On the other hand, it was a highly risky business that put lives on the line, and owners and crew consequently were ardent devotees of Shinto deities and Buddhist saints.

The museum displays a large number of funa-ema, or wooden tablets, on which prayers for a safe voyage were written and submitted to shrines and temples.


Trading using Kitamae-bune began to wane from the middle of the Meiji era, when steam-powered ships and trains came into use.

Keiko Miyamoto, 69, a resident of Hashitate, shared his childhood memories of those last days.

“When I was a child, an auction was held in an opulent neighborhood house. I felt sad to see gorgeous ohinasama [traditional Japanese dolls to pray for healthy growth of girls] being sold off. When I asked why this was happening, my grandmother told me about the past prosperity of the Kitamae-bune and their skippers.”

Miyamoto became interested in the history of her hometown, and as an adult began to preserve the history of the ships together with her husband, Akio, 70.

Currently, Akio serves as chairman of an association, Kaga Hashitate Machinami Hozonkai, to preserve the town of Hashitate.

“The start of the museum was prompted by the enthusiasm of local residents, which spurred local authorities to take action,” he said.

In 2005, Hashitate was designated by the national government as a preservation area for groups of buildings with important traditional value.

In April this year, 11 municipalities facing the Sea of Japan, including Kaga, were designated by the Cultural Affairs Agency as a Japanese heritage site, where Kitamae-bune made port calls or where shipowners lived.

In this way, awareness of the ships and their role in connecting places along the Sea of Japan with the rest of the country has steadily risen.

As I walked around the town, stone walls in unique colors caught my eyes.

“These stones are called shakudani-ishi, and were mined in the city of Fukui,” Kamio said. “They were also referred to as ao-ishi [blue stones], and were used as ballast for ships.”

When the stone walls get wet in the rain, the blue-green become more vivid and contrast well with the reddish-brown tiled roofs.

This small coastal community enjoyed great prosperity over a short period of its long history. While the boom times have passed, subtle traces of this prosperity remain.

It is here we encounter scenes of what can be described as the traces of the dreams of those who braved the seas.

3 hot spring resorts

On the last stage of this trip, I paid hurried visits to three onsen hot spring resorts in the area.

They each have their own unique characteristics: Katayamazu, which faces onto a lake; Yamanaka, which is surrounded by rich nature, including beautiful valleys; and Yamashiro, where large ryokan inns are arrayed.

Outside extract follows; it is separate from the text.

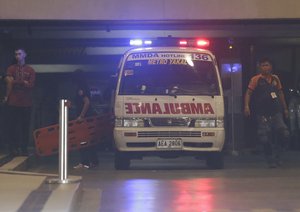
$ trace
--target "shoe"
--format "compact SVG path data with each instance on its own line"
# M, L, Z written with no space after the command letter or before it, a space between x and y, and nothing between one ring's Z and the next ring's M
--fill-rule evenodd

I heard how skippers of Kitamae-bune alleviated their fatigue in onsen resorts in the Yamanaka and Yamashiro areas during winter, when they would alight from their ships to spend time in their hometowns.

I thought about the brave men of the sea as I bathed in Kosoyu, a bathhouse in Yamashiro hot spring resort that reproduces a public bathhouse of the Meiji era.


It is a 2½-hour ride on the JR Hokuriku Shinkansen line from Tokyo to Kanazawa. After changing to the Hokuriku Line, it is a 25-minute ride on the express train to Kagaonsen Station. From there to the Hashitate area, it is a 15-minute drive.